Fresco frenzy, a decade on: How a botched painting became a town's greatest asset
Thursday, August 18, 2022 @ 10:11 PM
MAKING an embarrassing mistake and the whole town finding out is not exactly on everyone's bucket list. The world's press reporting it with a picture of you is rare if you're not a pop star, silver-screen artist or international sports personality, but is exceptionally traumatic if it does happen. And your blunder turning your sleepy little village into a global tourism magnet raking in millions for local traders is almost unprecedented.
Yet a 91-year-old lady living in an Aragón care home can proudly say she has achieved just that.
Cecilia Giménez was younger then, and more active – 81, a regular churchgoer and keen watercolour painter with passion and talent.
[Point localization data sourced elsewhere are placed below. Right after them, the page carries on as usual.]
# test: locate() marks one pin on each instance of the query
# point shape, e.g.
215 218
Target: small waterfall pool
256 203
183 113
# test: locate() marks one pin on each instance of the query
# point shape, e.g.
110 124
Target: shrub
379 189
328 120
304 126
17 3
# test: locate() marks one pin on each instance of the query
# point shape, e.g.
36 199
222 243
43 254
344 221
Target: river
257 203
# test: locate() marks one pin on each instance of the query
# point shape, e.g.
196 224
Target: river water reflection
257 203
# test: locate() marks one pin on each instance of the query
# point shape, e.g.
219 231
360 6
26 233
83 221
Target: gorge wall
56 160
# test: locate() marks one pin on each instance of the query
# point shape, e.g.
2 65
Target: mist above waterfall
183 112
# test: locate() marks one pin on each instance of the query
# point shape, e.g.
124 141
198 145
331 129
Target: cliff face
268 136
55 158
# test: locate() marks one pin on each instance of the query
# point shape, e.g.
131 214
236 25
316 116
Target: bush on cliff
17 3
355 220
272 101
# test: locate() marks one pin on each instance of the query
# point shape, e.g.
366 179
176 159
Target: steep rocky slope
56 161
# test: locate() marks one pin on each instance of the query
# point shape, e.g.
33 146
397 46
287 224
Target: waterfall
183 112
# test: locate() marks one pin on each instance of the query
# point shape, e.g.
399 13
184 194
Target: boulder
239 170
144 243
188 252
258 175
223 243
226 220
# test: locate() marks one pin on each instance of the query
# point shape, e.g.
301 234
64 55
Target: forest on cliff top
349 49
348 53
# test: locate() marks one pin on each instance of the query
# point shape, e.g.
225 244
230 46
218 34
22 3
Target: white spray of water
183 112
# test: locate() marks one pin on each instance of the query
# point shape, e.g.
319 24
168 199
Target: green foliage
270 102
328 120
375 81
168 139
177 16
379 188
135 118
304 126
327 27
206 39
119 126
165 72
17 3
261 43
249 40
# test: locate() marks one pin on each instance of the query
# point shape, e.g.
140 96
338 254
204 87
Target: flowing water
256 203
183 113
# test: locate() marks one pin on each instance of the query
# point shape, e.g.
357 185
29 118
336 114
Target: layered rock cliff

Purely for her own enjoyment, she restored a canvas of the Virgin Mary at the Santuario de Misericordia ('Sanctuary of Mercy'), her local parish, saving the committee a fortune, and she sought to do the same with a post-war fresco of the head of Christ, by the little-known artist Elías García Martínez.
Oil-on-fresco does not tend to last, and García Martínez's failure to use the correct materials meant his 66 x 40 centimetre (about 2'2” x 1'4”) portrait titled Ecce Homo was in a very poor state when Cecilia started work on it.
Much later, she insisted that she hadn't finished it, and that's why the photos of it in the regional newspaper, El Heraldo de Aragón, showed it looking nothing like the original.